How Large Language Models Use Tools

Background

1. Transformer

The Transformer is the foundation of all modern large language models (LLMs), including GPT, Claude, Llama, and Gemini.
It is a sequence model that predicts each next token given all previous tokens:

1
P(x_t | x_1, x_2, …, x_{t-1})

Transformers use self-attention to capture relationships between tokens, allowing them to reason over long contexts and generate coherent, contextually relevant language.

However, Transformers are purely text-based — they do not natively know how to fetch real-time data or interact with tools and APIs.

That limitation is what protocols like MCP (Model Context Protocol) are designed to solve.

2. RAG (Retrieval-Augmented Generation)

RAG extends LLMs by combining them with retrieval systems to access external knowledge at inference time.

How it works

  • A retriever searches a knowledge base or document store for relevant context.
  • The retrieved information is injected into the model’s prompt.
  • The LLM generates an answer grounded in that external information.

Example using LangChain:

1
2
3
4
5
6
7
8
9
10
from langchain.chains import RetrievalQA
from langchain_openai import ChatOpenAI, OpenAIEmbeddings
from langchain_community.vectorstores import FAISS

embeddings = OpenAIEmbeddings()
vectorstore = FAISS.from_texts(["docs"], embedding=embeddings)
retriever = vectorstore.as_retriever()
llm = ChatOpenAI(model="gpt-4-turbo")
qa = RetrievalQA.from_chain_type(llm=llm, retriever=retriever)
qa.run("What are the key findings?")

RAG rose to prominence in 2023, during the surge of enterprise ChatGPT applications, when developers needed to connect LLMs to private or frequently updated data sources without retraining the models themselves.

It became the standard solution for building internal chatbots and knowledge-grounded assistants.

However, RAG is read-only — it retrieves information before generation but cannot act, update, or call live systems.

To address that limitation, the AI industry moved toward MCP, which adds dynamic, runtime interactivity.

3. MCP (Model Context Protocol)

The Model Context Protocol (MCP), introduced by Anthropic in November 2024, is an open standard that defines how large language models can discover, call, and interact with external tools, APIs, or resources during inference. It evolved from earlier function-calling mechanisms, generalizing them into a structured and interoperable protocol that any orchestrator can implement.
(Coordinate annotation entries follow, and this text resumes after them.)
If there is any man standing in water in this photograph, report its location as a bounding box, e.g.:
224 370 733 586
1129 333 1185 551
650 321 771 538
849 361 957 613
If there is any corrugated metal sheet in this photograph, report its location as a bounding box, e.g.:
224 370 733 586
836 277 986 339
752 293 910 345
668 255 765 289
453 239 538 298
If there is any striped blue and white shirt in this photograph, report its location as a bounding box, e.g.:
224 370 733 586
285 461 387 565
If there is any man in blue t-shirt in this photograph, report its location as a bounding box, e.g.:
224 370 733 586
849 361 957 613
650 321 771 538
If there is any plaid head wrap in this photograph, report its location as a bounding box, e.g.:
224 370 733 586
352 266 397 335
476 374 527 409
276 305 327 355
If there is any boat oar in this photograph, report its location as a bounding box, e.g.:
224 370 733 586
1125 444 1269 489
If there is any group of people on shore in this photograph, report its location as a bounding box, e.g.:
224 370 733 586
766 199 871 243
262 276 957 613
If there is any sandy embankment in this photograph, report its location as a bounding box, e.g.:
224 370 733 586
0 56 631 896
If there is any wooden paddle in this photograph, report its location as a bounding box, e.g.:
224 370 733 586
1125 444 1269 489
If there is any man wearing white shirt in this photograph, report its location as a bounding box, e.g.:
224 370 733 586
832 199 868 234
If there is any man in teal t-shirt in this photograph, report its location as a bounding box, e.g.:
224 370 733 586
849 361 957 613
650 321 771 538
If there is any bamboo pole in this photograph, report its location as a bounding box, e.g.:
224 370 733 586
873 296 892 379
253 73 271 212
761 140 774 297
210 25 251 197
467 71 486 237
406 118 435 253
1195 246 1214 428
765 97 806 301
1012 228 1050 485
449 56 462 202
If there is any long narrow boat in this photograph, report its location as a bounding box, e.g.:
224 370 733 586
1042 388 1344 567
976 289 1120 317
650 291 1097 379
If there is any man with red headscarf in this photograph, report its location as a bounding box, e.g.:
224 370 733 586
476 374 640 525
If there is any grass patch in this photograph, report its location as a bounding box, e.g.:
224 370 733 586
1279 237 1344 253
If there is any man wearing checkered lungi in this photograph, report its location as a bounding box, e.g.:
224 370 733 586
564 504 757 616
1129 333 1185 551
MCP allows an LLM to emit structured messages to request operations, receive results, and use those results in its reasoning loop.

This transforms a static, text-only LLM into a fully interactive reasoning agent.

A typical MCP message looks like this:

1
2
3
4
5
6
{
"type": "mcp_call",
"target": "weather_api",
"action": "get_forecast",
"parameters": {"city": "Paris"}
}

When the model generates such a message, the MCP runtime (for example, Claude, AWS Bedrock, or another orchestrator) intercepts it, executes the corresponding request on the specified API or service, and returns the result to the model. The runtime then feeds that response back into the model’s context window, allowing it to continue reasoning with current information. This capability enables dynamic tool use, live data access, and decision-driven behavior — far beyond what RAG’s static, pre-retrieval model can do.

MCP has been adopted as a foundation for tool-using LLMs, powering systems like Claude 3, AWS Bedrock Agents, and integration frameworks like LangGraph. Through MCP, an LLM is no longer limited to “read-only” operations; it can now interact with the world, performing tasks, running analyses, and chaining live data operations — all using text as its interface.

4. Comparison: Different Tool-Calling Approaches

While MCP is Anthropic’s protocol, different LLM providers implement tool calling in varying ways:

Approach Provider(s) Key Characteristics Standardization
Function Calling OpenAI, Google Native API support; tools defined in API request; JSON schema for parameters Provider-specific
MCP Anthropic, Claude Open protocol; server-client architecture; tool discovery and registration Open standard
ReAct Pattern LangChain, Custom Reasoning + Acting loop; text-based tool descriptions; requires prompt engineering Framework-level
Bedrock Agents AWS Managed service; action groups; integrates with AWS services AWS-specific
Tool Use API Various (Cohere, etc) Provider-specific implementations; similar concepts, different formats Provider-specific

Key Differences:

  • OpenAI Function Calling: Tightly integrated into the API, tools are passed as parameters in each request. Models are fine-tuned to generate function calls in JSON format.
  • MCP: Focuses on tool discovery and interoperability. MCP servers expose tools that any MCP-compatible client can use, promoting reusability across different applications.
  • ReAct Pattern: More flexible but requires careful prompt design. The model explicitly reasons about which tool to use and why, making the decision process more transparent.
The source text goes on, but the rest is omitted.